社伝によれば元は軽里の「伊岐谷」と呼ばれる地に鎮座していたといわれ、南北朝時代や戦国時代に兵火に遭い、小さな祠として細々と祀られていたものの、慶長の地震で倒壊した後は長らく放置されていたようです。

そしてその後寛永年間(1624年~1644年)の末に古市村の産土神として現在地に遷座したと伝えられています。(遷座を天明四年(1784年)とする資料もあり)

 

「伊岐谷」とは江戸時代以前に「白鳥陵」とされていた古市古墳群の「峯ヶ塚古墳」(軽里2丁目)の辺りにあった地名です。

そして「白鳥陵」とは景行天皇の御子「日本武尊」の陵墓であり、上述のようにかつては「峯ヶ塚古墳」がそうだとされていたものの、現在は宮内庁により「軽里大塚古墳」に治定されています。

『日本書紀』景行天皇四十三年条にはこの「白鳥陵」について次のように記しています。

  • 日本武尊は伊勢の能褒野(ノボノ / 現在の三重県亀山市・鈴鹿市付近)で病気が重くなり、ここで亡くなった。
  • 天皇の詔により日本武尊は能褒野の陵に葬られたが、日本武尊は白鳥となって陵から飛んでいき大和国へと飛んで行った。群臣らが陵の棺を開けて見ると衣が残っているのみだった。
  • 使者を派遣して白鳥を追わせたところ、大和国の琴弾原(現在の奈良県御所市東部)で停まったのでそこに陵を造った。
  • 白鳥はまた飛び立って河内国へ至り、旧市邑(現在の羽曳野市古市)に留まったのでそこにも陵を造った。故に当時の人はこの三つの陵を「白鳥陵」と呼んだ。
  • 白鳥は遂に高く天上へ飛んでいったので、ただ衣冠のみを葬った。

ここにいう能褒野の陵は宮内庁により三重県亀山市田村町にある「能褒野王塚古墳」に、そして大和国の琴弾原の陵は宮内庁により奈良県御所市冨田にある「白鳥陵」に治定されています。

そして河内国の旧市邑の陵が上述のようにかつては「峯ヶ塚古墳」とされ、現在は宮内庁により「軽里大塚古墳」に治定されています。

宮内庁が「峯ヶ塚古墳」でなく「軽里大塚古墳」に治定した理由は不明。墳丘長96mの「峯ヶ塚古墳」に対し「軽里大塚古墳」は墳丘長190mの巨大古墳であることからその規模を評価したのかもしれません。

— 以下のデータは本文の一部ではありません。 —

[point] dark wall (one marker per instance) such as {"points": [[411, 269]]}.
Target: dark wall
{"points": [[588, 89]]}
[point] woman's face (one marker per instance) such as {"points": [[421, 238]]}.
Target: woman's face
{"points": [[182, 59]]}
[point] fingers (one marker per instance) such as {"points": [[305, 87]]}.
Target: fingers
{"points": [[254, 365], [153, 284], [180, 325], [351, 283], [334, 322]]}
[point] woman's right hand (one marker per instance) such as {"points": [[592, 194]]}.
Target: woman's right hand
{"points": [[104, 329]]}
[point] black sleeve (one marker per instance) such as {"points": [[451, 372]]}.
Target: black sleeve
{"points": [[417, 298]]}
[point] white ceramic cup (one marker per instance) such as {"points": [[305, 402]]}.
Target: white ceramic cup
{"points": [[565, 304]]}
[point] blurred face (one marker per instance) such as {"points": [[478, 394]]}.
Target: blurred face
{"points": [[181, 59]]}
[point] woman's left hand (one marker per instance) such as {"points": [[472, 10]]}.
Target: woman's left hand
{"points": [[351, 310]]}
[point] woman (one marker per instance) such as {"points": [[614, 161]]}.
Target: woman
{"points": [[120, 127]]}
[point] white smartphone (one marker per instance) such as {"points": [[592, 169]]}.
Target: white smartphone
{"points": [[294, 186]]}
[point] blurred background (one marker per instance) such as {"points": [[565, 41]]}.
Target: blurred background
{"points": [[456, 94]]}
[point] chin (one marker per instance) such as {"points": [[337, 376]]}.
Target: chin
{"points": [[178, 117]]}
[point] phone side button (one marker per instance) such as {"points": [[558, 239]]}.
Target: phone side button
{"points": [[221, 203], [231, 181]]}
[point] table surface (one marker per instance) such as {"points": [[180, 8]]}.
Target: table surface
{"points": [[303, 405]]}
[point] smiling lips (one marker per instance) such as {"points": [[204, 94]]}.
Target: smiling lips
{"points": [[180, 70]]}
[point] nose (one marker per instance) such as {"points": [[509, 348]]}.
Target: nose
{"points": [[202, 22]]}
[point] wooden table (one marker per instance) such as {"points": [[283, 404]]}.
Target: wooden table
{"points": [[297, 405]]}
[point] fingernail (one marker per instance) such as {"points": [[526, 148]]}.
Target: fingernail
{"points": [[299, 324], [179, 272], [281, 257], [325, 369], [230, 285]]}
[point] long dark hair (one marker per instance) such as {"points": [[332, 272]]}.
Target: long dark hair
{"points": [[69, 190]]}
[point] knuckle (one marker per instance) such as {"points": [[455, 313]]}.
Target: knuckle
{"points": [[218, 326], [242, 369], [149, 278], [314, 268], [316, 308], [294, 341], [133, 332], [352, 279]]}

ただ前者は六世紀初頭、後者は五世紀後半の築造と推定されており、実在性に疑問があるとはいえいずれにしても日本武尊の年代とは合致しません。

 

上述のように当社は「白鳥陵」とされていた「峯ヶ塚古墳」の「伊岐谷」においてヤマトタケルを祀った「伊岐宮」を前身としており、長らく荒廃していたものが江戸時代に再興され、その際にどういうわけか東方約1.1kmの現在地に遷座しています。

この経緯ははっきりしないものの、或いは『日本書紀』に白鳥が留まった地が「旧市邑」とあるため、その遺称である古市を遷座先としたのかもしれません。

 

当社は明治四十一年(1908年)に式内社「高屋神社」を合祀しています。現在も高屋神社の神を祀っているようですが、同社は合祀後に復興され現在は再び独立した神社となっています。

 

境内の様子

一の鳥居は境内の東方約200m、南北に伸びる道に面して東向きに建っています。

 

一の鳥居から西へまっすぐ道を進むと境内入口へと至り、二の鳥居である神明鳥居が東向きに建っています。

境内はやや小高い地形となっており、古墳であるともそうでないとも言われています。

古墳の密集する地であり、この地形もいかにも古墳のように見えますが、現状では古墳でない可能性が高いとされ、古市古墳群の中に含まれていません。

 

二の鳥居をくぐり石段を上ると広々とした境内。

左右に配置されている灯籠は文政五年(1822年)に奉納されたもので、「白鳥宮廣前」と刻まれています。

 

石段を上って左側(南側)に手水舎があります。

 

白鳥神社 羽曳野市

白鳥神社 羽曳野市

石段を上って正面奥に東向きに社殿が並んでいます。

拝殿は千鳥破風付きの平入入母屋造で、本瓦葺のどっしりとした重厚な建築です。建立年代は不明ながら遷座した当初のものでしょうか。

拝殿に掲げられている扁額は当社の旧称である「伊岐宮」と揮毫されており、これもかなり古そうです。

 

拝殿前に配置されている狛犬。砂岩製のもの。

 

拝殿後方に建つ本殿は瑞垣と樹木で囲われてよく見えませんが、銅板葺の春日造のようです。

 

本社社殿の右側(北側)には「白長大明神」が東向きに鎮座。

朱鳥居が複数並び、銅板葺・妻入切妻造の拝殿の後方に、銅板葺・平入切妻造でモルタル造の社殿が建っています。

 

白長大明神のさらに後方、朱鳥居の奥に二基の境内社があり、左側に「白龍大神」が、右側に「白玉大明神」が並んで鎮座しています。

いずれも覆屋内に社殿が納められており、前者は銅板葺の平入切妻造、後者は銅板葺の妻入切妻造の社殿となっています。

白龍大神は背後に立つ木が御神木となっているようでした。

 

当社は江戸時代に現在地に遷座したと伝えられますが、小高い丘の上に立地し、厳かな拝殿を構えることから古式を感じられ、古くからこの地に鎮座していてもおかしくないような雰囲気が感じ取れます。

 

白鳥神社から西へ約1.1km、軽里地区にある古市古墳群の「峯ヶ塚古墳」。墳丘長約96mで六世紀初頭に築造されたと推定される前方後円墳です。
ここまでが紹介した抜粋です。